The charity fears the situation will get worse. Previous government figures warned that in the first three months of the year a quarter (25%) of households were found to be either homeless or at risk of becoming homeless because of losing a private tenancy (18,210 households). This has increased by 94% in a year and is the second leading trigger of homelessness in England.

Polly Neate, chief executive of Shelter, said: “Today’s figures paint a grim picture of households across England unable to keep their heads above water as the cost-of-living crisis bites. People who don’t leave their home before the bailiff comes are the ones who have run out of options and have nowhere else to go.

“Every day our emergency helpline supports people having to make impossible choices between putting food on the table or paying their rent. Housing costs are people’s biggest outgoing and those who have nothing left to cut back will soon be left with nowhere to call home.

“The government must urgently unfreeze housing benefit so it covers the true cost of renting before more families are evicted and pushed into homelessness.

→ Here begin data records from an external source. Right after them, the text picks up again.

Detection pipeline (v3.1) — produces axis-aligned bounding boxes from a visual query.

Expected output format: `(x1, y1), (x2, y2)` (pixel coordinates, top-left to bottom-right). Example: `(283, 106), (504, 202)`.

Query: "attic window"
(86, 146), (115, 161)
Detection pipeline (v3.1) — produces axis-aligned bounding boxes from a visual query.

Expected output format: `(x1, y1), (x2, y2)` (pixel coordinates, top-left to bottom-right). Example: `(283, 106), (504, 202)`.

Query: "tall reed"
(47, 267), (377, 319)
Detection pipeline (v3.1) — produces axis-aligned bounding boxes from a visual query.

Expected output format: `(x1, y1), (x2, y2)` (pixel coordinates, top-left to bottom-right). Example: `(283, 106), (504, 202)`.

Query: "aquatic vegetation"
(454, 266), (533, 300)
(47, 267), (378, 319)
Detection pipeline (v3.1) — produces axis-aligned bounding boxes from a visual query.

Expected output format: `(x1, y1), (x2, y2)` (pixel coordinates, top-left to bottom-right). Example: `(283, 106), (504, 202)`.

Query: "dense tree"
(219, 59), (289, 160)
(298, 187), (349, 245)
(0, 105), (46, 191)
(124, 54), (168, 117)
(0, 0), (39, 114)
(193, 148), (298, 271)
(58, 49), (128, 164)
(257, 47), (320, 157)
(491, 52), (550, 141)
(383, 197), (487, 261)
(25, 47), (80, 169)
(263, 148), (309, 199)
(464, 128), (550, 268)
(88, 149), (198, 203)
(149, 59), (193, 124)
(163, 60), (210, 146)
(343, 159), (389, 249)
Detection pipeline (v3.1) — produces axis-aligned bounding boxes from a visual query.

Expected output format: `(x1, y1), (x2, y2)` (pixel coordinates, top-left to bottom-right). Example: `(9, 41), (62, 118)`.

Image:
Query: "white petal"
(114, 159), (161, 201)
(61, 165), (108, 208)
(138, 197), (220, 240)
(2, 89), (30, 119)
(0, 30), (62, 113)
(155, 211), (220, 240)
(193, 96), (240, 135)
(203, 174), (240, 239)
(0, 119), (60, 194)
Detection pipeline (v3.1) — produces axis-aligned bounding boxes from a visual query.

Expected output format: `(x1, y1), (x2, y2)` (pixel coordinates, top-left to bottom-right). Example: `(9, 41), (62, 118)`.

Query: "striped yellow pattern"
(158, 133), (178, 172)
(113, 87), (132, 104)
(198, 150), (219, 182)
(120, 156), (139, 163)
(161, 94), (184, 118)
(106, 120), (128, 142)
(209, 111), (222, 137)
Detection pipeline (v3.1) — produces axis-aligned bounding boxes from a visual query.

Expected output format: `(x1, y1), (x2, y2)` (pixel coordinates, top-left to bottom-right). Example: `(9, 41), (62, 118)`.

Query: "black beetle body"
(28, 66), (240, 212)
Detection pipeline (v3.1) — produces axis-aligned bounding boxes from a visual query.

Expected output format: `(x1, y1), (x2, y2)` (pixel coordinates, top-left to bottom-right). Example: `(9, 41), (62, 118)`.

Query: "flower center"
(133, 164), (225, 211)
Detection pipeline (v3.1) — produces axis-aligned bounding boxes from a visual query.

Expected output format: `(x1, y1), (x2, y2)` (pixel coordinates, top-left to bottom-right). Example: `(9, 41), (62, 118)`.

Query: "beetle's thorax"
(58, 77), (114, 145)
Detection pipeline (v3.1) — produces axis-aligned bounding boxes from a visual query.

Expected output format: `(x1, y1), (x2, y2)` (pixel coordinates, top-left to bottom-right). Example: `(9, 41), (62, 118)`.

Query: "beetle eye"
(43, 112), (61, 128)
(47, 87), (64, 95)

Whoever becomes the next Prime Minister needs to get a grip and put ending the housing emergency at the top of their to-do list.”

Shelter found that with soaring costs across the board almost 2 in 3 (64%) private renters said the current economic climate meant that, if they were evicted, they’d struggle to afford the costs of moving.

With rising high rents, increasing bills and housing benefit frozen at 2020 levels, more renters are struggling to make ends meet, as Shelter called for the government to reverse the housing benefit freeze at 2020 levels so the benefit reflects real housing costs.